Raw data and parsed outputs to perform downstream analyses are not currently available in this repository. The content will remain hidden until publication. Once published the data will be available on OSF (TEMPORARELY PRIVATE PROJECT). If you need the data or any other information, please contact: valeriaflores@ciencias.unam.mx.
- de Bauer, M. de L., y Hernández-Tejeda, T. (2007). A review of ozone- induced effects on the forests of central Mexico. Environmental Pollution, 147: 446–453.
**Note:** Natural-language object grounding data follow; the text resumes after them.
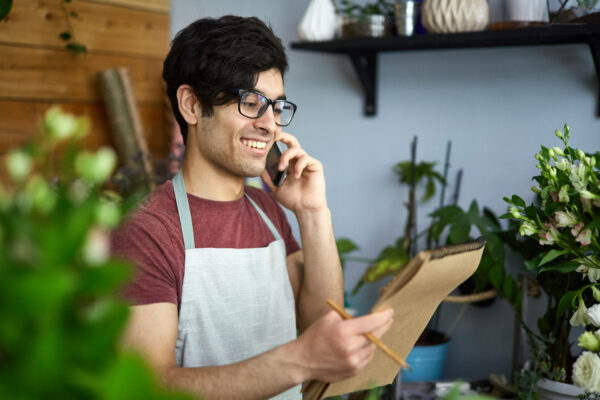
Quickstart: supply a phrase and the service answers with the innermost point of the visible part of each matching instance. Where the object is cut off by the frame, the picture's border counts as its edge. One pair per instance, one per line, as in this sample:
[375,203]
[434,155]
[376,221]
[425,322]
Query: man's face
[237,145]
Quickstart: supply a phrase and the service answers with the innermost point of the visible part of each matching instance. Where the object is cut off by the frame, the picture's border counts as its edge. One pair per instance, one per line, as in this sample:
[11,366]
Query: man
[221,284]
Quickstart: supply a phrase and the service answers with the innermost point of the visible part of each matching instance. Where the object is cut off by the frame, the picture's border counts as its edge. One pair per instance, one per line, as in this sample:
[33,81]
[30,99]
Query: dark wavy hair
[211,55]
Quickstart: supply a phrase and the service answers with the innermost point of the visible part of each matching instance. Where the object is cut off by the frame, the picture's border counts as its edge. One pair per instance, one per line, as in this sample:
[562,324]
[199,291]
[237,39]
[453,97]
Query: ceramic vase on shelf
[450,16]
[527,10]
[552,390]
[318,22]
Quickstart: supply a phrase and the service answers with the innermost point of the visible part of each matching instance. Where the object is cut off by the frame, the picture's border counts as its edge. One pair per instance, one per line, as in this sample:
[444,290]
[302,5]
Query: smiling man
[221,285]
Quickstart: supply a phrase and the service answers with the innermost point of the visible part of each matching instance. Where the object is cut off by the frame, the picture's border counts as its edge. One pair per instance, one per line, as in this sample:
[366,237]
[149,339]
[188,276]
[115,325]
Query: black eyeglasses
[253,104]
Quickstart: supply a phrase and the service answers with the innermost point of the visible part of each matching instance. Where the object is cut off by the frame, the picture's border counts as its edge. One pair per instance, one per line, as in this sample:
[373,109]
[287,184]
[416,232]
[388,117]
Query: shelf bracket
[365,65]
[595,49]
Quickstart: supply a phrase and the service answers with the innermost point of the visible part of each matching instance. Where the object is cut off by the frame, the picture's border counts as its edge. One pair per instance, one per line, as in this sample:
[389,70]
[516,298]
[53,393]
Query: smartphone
[272,162]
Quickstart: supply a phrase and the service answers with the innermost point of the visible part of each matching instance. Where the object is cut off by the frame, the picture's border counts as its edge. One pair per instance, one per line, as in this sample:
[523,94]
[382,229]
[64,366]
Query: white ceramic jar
[450,16]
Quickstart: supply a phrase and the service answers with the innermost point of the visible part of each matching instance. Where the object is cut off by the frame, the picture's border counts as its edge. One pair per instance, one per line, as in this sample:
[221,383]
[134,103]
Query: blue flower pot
[426,363]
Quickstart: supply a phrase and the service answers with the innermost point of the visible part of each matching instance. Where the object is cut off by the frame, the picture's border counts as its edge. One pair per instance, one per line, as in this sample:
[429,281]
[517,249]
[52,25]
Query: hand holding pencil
[370,336]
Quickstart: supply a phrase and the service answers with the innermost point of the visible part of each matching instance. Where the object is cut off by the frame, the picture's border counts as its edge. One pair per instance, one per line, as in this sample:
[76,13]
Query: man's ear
[188,104]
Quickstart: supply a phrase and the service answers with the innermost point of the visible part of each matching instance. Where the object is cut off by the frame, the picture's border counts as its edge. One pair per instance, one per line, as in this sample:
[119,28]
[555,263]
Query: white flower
[593,315]
[586,372]
[586,204]
[19,164]
[589,341]
[549,236]
[558,151]
[97,247]
[584,237]
[577,177]
[563,165]
[565,218]
[593,274]
[527,229]
[578,317]
[596,293]
[563,194]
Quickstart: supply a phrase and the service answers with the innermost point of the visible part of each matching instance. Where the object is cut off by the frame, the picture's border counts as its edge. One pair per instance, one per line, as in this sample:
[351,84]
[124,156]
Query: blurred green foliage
[61,318]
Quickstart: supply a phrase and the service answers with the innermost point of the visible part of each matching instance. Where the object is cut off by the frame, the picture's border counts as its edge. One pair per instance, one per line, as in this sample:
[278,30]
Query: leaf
[551,255]
[563,268]
[565,303]
[533,263]
[519,202]
[5,6]
[545,192]
[497,276]
[509,289]
[429,190]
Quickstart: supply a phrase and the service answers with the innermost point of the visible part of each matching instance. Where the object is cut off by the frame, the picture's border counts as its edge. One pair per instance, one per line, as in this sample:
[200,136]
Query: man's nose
[267,120]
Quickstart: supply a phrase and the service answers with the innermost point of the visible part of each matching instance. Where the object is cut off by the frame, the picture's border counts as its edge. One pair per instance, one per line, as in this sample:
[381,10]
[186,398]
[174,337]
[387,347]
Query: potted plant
[61,318]
[372,19]
[562,232]
[454,225]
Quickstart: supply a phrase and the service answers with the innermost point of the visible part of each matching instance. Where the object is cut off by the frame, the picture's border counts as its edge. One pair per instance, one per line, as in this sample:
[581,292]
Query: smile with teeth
[254,144]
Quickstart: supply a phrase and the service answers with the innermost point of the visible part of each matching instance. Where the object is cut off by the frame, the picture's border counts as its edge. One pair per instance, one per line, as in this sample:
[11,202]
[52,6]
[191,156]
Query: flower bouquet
[565,223]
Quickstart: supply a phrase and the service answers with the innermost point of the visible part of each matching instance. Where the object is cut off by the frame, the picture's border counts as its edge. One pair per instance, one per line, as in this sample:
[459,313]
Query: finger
[289,155]
[287,139]
[370,322]
[363,357]
[301,163]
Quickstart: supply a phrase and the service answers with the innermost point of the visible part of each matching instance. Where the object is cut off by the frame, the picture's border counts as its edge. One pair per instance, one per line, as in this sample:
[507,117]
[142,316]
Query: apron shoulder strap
[265,218]
[183,208]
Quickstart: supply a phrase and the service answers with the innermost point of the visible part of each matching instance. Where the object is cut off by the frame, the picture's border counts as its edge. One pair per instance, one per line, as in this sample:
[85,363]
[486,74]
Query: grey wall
[496,105]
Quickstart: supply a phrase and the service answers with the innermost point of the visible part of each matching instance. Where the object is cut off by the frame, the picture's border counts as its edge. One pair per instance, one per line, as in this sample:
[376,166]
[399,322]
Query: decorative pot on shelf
[552,390]
[451,16]
[318,22]
[527,10]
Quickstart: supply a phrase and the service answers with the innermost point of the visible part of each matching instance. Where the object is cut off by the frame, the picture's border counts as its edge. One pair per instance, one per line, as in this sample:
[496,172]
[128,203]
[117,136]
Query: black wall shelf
[363,51]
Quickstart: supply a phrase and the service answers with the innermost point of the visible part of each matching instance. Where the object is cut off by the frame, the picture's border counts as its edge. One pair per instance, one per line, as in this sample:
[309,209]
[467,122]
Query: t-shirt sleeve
[274,211]
[151,249]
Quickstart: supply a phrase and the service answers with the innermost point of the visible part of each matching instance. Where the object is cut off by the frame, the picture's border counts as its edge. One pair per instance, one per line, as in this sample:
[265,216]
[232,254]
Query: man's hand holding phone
[304,187]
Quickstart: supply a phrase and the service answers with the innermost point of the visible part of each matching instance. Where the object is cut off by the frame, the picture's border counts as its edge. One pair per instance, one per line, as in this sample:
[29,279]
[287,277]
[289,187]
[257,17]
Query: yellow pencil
[370,336]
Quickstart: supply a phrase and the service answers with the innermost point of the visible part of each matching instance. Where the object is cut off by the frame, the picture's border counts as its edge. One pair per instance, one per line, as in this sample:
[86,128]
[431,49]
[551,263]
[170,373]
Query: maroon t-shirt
[151,237]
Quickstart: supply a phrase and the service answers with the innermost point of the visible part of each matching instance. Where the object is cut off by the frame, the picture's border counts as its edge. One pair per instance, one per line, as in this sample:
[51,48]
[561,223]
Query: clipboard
[414,294]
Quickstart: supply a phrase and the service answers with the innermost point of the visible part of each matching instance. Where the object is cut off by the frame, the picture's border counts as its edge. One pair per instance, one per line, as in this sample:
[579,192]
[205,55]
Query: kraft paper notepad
[414,294]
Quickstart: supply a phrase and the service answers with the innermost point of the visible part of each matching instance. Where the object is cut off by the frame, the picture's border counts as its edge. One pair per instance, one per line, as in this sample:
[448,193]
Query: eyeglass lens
[253,105]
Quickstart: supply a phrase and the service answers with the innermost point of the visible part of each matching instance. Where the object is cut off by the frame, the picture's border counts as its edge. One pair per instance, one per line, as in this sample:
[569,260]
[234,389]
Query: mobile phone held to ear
[272,162]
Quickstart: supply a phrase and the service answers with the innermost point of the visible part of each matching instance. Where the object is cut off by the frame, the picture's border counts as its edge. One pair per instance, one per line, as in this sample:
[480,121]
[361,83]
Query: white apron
[235,303]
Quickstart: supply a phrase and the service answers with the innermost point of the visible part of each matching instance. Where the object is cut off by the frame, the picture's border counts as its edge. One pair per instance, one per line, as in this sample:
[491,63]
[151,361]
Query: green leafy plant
[61,318]
[565,224]
[394,257]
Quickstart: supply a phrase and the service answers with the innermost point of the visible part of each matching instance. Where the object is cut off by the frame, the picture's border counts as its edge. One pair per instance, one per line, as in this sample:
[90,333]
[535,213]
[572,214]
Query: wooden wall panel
[34,23]
[148,5]
[100,27]
[28,73]
[37,71]
[19,121]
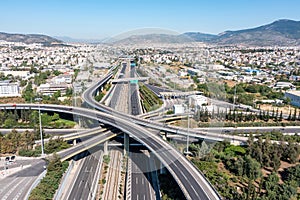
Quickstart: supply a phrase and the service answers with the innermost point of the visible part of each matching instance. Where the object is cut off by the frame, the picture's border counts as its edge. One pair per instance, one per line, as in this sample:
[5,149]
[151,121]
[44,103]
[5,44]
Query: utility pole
[188,131]
[41,131]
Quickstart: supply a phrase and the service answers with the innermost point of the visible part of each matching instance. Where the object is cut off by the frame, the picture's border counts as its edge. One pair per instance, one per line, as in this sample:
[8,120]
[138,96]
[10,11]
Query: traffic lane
[185,174]
[141,181]
[168,156]
[86,143]
[82,186]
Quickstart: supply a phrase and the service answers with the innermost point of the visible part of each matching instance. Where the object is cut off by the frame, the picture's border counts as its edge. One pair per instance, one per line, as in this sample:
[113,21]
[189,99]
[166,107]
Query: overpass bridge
[191,181]
[130,80]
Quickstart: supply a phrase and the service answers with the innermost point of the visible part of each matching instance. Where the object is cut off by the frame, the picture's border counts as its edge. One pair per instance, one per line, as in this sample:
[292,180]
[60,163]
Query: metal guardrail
[62,186]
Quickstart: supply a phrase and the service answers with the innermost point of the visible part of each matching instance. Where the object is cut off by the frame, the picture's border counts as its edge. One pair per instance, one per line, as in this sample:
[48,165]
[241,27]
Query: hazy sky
[95,19]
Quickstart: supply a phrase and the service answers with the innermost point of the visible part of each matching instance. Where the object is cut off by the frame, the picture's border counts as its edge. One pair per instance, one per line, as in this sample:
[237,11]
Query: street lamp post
[40,123]
[188,129]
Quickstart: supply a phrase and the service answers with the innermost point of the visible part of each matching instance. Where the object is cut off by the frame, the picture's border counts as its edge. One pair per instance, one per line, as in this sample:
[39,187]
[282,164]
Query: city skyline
[98,20]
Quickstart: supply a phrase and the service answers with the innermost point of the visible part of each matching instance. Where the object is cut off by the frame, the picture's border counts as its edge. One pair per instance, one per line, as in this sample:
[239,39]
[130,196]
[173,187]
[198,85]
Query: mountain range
[282,32]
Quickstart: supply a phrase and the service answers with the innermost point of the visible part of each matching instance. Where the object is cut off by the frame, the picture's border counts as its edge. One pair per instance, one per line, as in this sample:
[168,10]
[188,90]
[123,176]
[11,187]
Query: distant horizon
[94,20]
[136,32]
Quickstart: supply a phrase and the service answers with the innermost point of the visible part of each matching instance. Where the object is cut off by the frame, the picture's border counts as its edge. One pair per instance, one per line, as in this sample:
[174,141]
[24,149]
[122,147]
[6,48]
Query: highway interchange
[191,181]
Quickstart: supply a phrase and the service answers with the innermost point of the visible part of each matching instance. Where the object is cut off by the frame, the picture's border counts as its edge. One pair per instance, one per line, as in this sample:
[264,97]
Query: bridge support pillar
[162,168]
[126,144]
[105,147]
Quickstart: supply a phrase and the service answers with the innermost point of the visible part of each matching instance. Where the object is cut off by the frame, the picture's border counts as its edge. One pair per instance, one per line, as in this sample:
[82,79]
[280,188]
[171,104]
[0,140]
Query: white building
[50,89]
[283,85]
[8,89]
[198,101]
[294,96]
[178,108]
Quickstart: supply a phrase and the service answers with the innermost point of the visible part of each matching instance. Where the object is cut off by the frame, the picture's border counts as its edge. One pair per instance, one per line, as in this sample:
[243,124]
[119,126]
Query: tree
[251,168]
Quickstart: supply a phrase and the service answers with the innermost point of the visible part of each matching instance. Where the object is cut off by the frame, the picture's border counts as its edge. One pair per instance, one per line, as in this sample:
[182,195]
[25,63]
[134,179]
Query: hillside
[281,32]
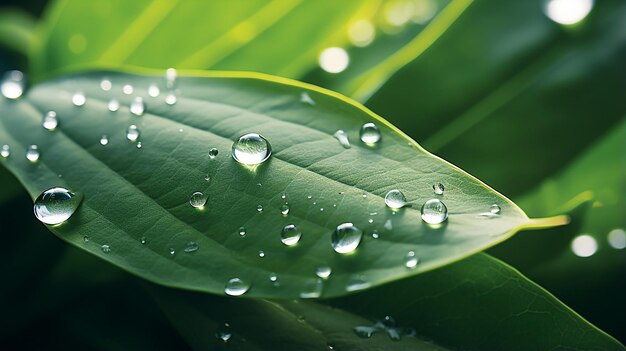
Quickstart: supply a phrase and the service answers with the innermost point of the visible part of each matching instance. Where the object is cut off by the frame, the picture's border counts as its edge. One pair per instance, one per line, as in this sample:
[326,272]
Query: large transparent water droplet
[342,137]
[56,205]
[50,121]
[290,235]
[395,199]
[323,272]
[132,133]
[438,188]
[198,199]
[312,290]
[370,134]
[191,246]
[5,151]
[137,106]
[251,149]
[434,211]
[346,238]
[12,85]
[32,154]
[236,287]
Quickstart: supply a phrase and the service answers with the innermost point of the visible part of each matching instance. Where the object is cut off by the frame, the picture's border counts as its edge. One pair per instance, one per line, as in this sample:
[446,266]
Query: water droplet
[305,98]
[5,151]
[171,99]
[290,235]
[342,137]
[137,106]
[567,12]
[323,272]
[617,239]
[395,199]
[32,154]
[364,331]
[170,78]
[191,246]
[312,290]
[12,85]
[584,245]
[50,121]
[236,287]
[434,211]
[410,260]
[113,105]
[370,134]
[213,153]
[251,149]
[334,60]
[224,333]
[357,283]
[132,133]
[56,205]
[153,90]
[346,238]
[106,84]
[438,188]
[198,199]
[78,99]
[127,89]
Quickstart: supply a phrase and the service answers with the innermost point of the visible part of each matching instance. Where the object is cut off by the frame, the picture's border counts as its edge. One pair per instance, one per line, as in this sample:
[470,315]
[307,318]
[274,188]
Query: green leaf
[479,303]
[195,34]
[518,91]
[132,193]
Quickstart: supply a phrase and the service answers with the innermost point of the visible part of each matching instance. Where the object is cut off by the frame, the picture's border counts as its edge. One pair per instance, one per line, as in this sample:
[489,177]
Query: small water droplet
[32,154]
[342,137]
[171,99]
[50,121]
[191,246]
[113,105]
[213,153]
[79,99]
[323,272]
[5,152]
[236,287]
[346,238]
[438,188]
[312,290]
[104,140]
[290,235]
[251,149]
[132,133]
[106,84]
[305,98]
[137,106]
[410,260]
[395,199]
[434,211]
[127,89]
[198,199]
[12,85]
[370,134]
[153,90]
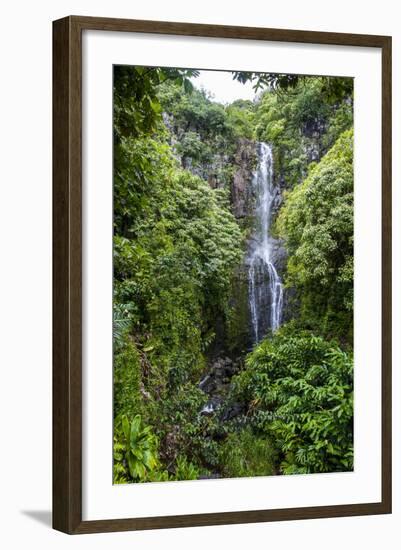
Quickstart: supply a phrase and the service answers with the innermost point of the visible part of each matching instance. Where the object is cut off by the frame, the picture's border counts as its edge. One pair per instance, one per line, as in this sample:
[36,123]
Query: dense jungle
[233,276]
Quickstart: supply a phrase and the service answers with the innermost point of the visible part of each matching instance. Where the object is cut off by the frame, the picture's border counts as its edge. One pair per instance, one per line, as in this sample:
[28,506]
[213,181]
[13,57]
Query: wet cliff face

- Pan, F., Su, T. J., Cai, S. M., & Wu, W. (2017). Fungal endophyte-derived Fritillaria unibracteata var. wabuensis: diversity, antioxidant capacities in vitro and relations to phenolic, flavonoid or saponin compounds. Scientific reports, 7: 1-14.
- Reyes-Galindo, V. (2019). Análisis transcriptómico de la tolerancia a ozono troposférico en Abies religiosa (Tesis de maestría). Universidad Nacional Autónoma de México. México.